Tax suspect defends accounting move
By David Waite
Advertiser Staff Writer
The trial of Honolulu businessman Michael Boulware on tax evasion and bank fraud charges continued yesterday with Assistant U.S. Attorney Edward Groves poring over nearly a decade of personal and corporate tax returns filed by Boulware and his company, Hawaiian Isle Enterprises.
The prosecution contends that Boulware intentionally failed to report more than $10 million in personal income from 1989 to 1997 while his tobacco sales, vending machine, coffee service and bottled water operations had annual sales of as much as $88 million.
He is on trial in federal court on 14 criminal counts, including tax evasion, conspiracy and bank fraud.
His attorneys maintain, however, that Boulware believed he did not have to report the $10 million in personal income, believing it belonged to his company and was taxed through its corporate returns.
During portions of the trial yesterday, the defense portrayed Boulware as a savvy sales and marketing expert who knew next to nothing about tax matters and relied heavily on attorneys, accountants and tax preparers for advice.
In his opening statement Tuesday, Groves had said Boulware used the help of business associates including state Rep. Nathan Suzuki, D-31 (Salt Lake, Moanalua) a former comptroller at Hawaiian Isles to set up overseas operations in Tonga and elsewhere to try to mask the diversion of company revenues to himself.
Suzuki has denied any wrongdoing in the matter.
In November 2000, the lawmaker acknowledged that he had been called before a federal grand jury and questioned about accounting work he did for Boulware's attorneys.

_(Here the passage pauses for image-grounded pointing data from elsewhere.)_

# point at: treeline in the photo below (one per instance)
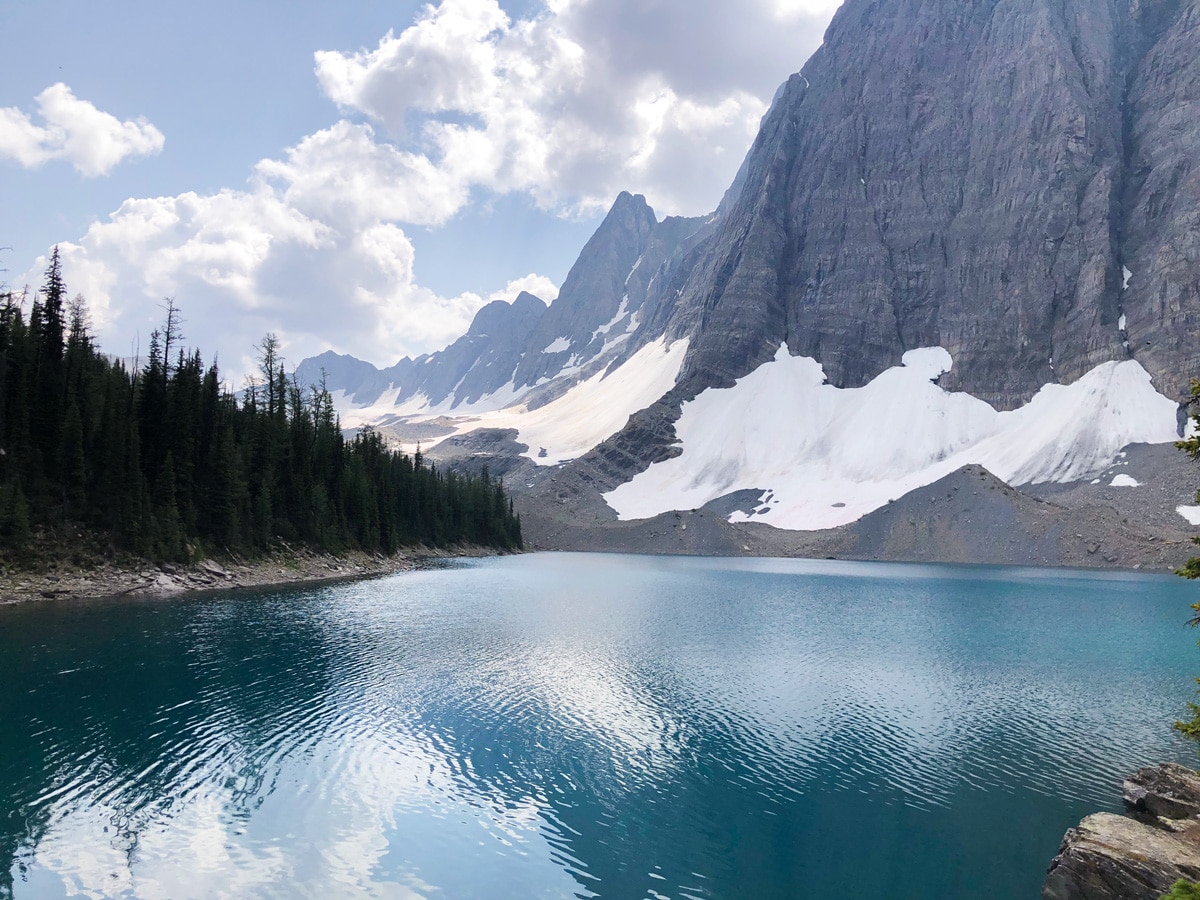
(168, 463)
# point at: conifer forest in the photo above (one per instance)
(162, 460)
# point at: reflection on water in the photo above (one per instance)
(565, 725)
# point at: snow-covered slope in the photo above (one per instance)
(591, 412)
(827, 456)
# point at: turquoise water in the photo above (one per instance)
(565, 725)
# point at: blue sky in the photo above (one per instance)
(360, 177)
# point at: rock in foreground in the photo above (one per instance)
(1134, 857)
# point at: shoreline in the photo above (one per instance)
(138, 577)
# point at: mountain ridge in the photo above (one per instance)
(1013, 181)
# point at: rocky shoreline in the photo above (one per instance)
(139, 577)
(1138, 856)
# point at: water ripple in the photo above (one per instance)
(582, 726)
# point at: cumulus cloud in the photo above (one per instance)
(73, 130)
(585, 100)
(309, 250)
(567, 107)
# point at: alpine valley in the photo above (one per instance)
(948, 310)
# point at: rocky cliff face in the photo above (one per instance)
(511, 348)
(973, 174)
(1135, 857)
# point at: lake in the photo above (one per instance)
(575, 725)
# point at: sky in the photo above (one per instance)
(360, 177)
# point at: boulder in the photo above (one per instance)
(1137, 857)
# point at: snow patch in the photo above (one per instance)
(593, 411)
(817, 445)
(622, 311)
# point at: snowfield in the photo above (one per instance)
(826, 456)
(591, 412)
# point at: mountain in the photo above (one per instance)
(967, 233)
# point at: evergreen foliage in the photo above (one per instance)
(1183, 891)
(1191, 569)
(172, 466)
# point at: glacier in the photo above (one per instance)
(826, 456)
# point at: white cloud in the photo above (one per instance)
(75, 130)
(311, 250)
(583, 101)
(569, 107)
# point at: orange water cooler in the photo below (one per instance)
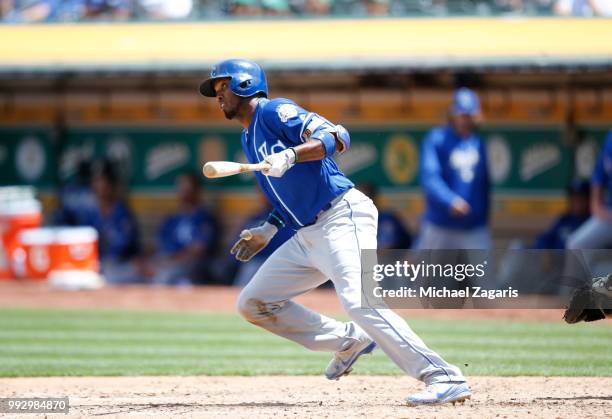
(19, 210)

In his testimony yesterday, Merwyn Manago, current Hawaiian Isle comptroller, said he had joined the company in 1988, filling the position vacated by Suzuki. He said Suzuki supplied information used to prepare Hawaiian Isle's corporate tax returns for several years in the mid-1990s, although he had left the firm in 1988, and made several bookkeeping journal amendments during that time.
Manago said Suzuki provided an accounting program for Hawaiian Isle to underreport the amounts paid for wholesale goods from 1989 to 1997. The company appeared to make greater profits than it actually did, resulting in higher corporate taxes, Manago said. But it avoided paying an estimated $20 million in state tobacco taxes during the nine-year period.
Manago said Boulware believed the company had overpaid state tobacco taxes from 1980 through 1988, and that the accounting change was a way to recoup lost revenues. He said state tax officials were not aware of the accounting change.
Suzuki and his attorney could not be reached yesterday for comment.
The corporate returns discussed in court yesterday showed that during the period in question, Boulware received an annual salary as president of Hawaiian Isle Enterprises ranging from nothing to more than $1 million. During the same period, his wife, listed as corporate secretary, was paid $100,000 to $300,000, the returns showed.
The trial before Judge Edward Rafeedie of Los Angeles is expected to last about three weeks.